Trey DePriest

No. 33
- Position: Linebacker

Personal information
- Born: June 9, 1993 (age 32) Springfield, Ohio, U.S.
- Listed height: 6 ft 0 in (1.83 m)
- Listed weight: 254 lb (115 kg)

Career information
- High school: Springfield (OH)
- College: Alabama
- NFL draft: 2015: undrafted

Career history
- Baltimore Ravens (2015)*;
- * Offseason and/or practice squad member only

Awards and highlights
- BCS national champion (2012, 2013); First-team All-SEC (2014); Second-team All-SEC (2013);

= Trey DePriest =

American football player (born 1993)

Trey DePriest (born June 9, 1993) is an American former football linebacker. He played college football at Alabama. He was signed as an undrafted free agent by the Baltimore Ravens in 2015.

==Early life==
A native of Springfield, Ohio, DePriest attended Springfield High School, where he played linebacker and handled the punting duties, averaging 37.7 yards. As a junior, he recorded 101 tackles in 2009 with seven sacks and 10 tackles for loss while recovering three fumbles, earning All-Area Defensive Player of the Year and All-State honors. In his senior season, he registered 117 tackles, 12 tackles for loss and nine sacks. Besides repeating as All-Area Defensive Player of the Year and All-State selection, he won the Ohio Division-I Defensive Player of the Year award and was named All-American by USA Today and SuperPrep.

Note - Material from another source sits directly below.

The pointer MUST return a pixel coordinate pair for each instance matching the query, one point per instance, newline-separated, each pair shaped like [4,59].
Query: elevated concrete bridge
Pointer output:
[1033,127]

Regarded as a four-star recruit by Rivals.com, DePriest was ranked as the No. 7 outside linebacker in his class. DePriest chose Alabama over Ohio State, Florida, LSU, Oklahoma and Notre Dame.

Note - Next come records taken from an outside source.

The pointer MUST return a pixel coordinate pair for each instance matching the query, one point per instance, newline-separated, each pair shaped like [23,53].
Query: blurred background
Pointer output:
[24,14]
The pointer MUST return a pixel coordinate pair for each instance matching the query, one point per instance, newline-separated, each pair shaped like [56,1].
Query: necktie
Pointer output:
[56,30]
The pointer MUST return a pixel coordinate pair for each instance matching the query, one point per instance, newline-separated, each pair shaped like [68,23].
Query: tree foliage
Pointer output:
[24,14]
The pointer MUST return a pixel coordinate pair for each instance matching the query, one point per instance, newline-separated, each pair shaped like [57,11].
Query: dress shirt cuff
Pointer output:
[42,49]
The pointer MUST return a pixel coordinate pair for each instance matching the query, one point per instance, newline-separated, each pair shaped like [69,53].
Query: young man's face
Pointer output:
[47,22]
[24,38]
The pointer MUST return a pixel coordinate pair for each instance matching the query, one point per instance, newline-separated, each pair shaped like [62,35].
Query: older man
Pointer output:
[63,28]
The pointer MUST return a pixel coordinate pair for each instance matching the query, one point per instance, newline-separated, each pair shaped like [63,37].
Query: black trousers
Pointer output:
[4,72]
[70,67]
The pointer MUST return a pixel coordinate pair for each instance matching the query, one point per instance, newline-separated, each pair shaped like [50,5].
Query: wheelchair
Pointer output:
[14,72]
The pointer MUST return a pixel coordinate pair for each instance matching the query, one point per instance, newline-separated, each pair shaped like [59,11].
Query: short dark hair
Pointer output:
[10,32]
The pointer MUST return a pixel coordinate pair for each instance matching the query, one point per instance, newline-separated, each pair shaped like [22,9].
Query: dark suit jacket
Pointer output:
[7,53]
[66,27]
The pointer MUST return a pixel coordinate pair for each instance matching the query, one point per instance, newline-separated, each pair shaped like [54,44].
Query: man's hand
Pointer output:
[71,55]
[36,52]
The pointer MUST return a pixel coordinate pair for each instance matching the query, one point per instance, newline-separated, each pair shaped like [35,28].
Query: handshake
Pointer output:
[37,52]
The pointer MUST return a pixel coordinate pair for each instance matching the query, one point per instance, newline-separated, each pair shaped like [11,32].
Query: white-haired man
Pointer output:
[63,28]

College recruiting information
| Name | Hometown | School | Height | Weight | 40^{‡} | Commit date |
| Trey DePriest OLB | Springfield, Ohio | Springfield HS | 6 ft 2 in (1.88 m) | 230 lb (100 kg) | 4.6 | Jul 30, 2010 |
Recruit ratings: Scout: Rivals:
Overall recruit ranking: Scout: 1 (SLB) Rivals: 7 (OLB), 5 (OH)
‡ Refers to 40-yard dash; Note: In many cases, Scout, Rivals, 247Sports, On3, and ESPN may conflict in their listings of height, weight and 40 time.; In these cases, the average was taken. ESPN grades are on a 100-point scale.; Sources: "2011 Team Ranking". Rivals.com. Retrieved January 8, 2013.;

==College career==
He left high school a semester early in 2011 to start classes and participate in spring football practice at Alabama. He played in all thirteen games as a true freshman in 2011, with half of his 25 tackles coming on the kickoff coverage team. He finished the 2012 regular season second on the team in tackles to C.J. Mosley. As a junior in 2013, DePriest started all 13 games. He returned his senior season and again started all 14 games.

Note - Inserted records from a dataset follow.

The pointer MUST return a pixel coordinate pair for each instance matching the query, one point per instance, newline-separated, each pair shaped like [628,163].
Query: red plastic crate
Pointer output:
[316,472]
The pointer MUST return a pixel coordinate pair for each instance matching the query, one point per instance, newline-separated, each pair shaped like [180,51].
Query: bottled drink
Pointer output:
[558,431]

- College career statistics

| Year | School | GP–GS | Tackles |  |  |  | Sacks | Pass defense |  |  |  | Fumbles |  | Blocked |
| Solo | Ast | Total | Loss–Yards | No–Yards | Int–Yards | BU | PD | QBH | Rcv–Yards | FF | Kick |
| 2011 | Alabama | 13–0 | 11 | 14 | 25 | 1.5–10 | 0.0–0 | 0–0 | 0 | 0 | 1 | 0–0 | 0 | 0 |
| 2012 | Alabama | 14–13 | 30 | 29 | 59 | 4.0–16 | 0.0–0 | 0–0 | 2 | 2 | 2 | 0–0 | 0 | 0 |
| 2013 | Alabama | 13–13 | 31 | 34 | 65 | 7.5–22 | 2.0–15 | 0–0 | 2 | 2 | 0 | 0–0 | 2 | 0 |
| 2014 | Alabama | 7–7 | 22 | 18 | 40 | 3.0–9 | 0.0–0 | 0–0 | 1 | 0 | 1 | 0–0 | 1 | 0 |

==Professional career==
On May 8, 2015, DePriest was signed by the Baltimore Ravens as an undrafted free agent. On May 27, he was cut by the Ravens.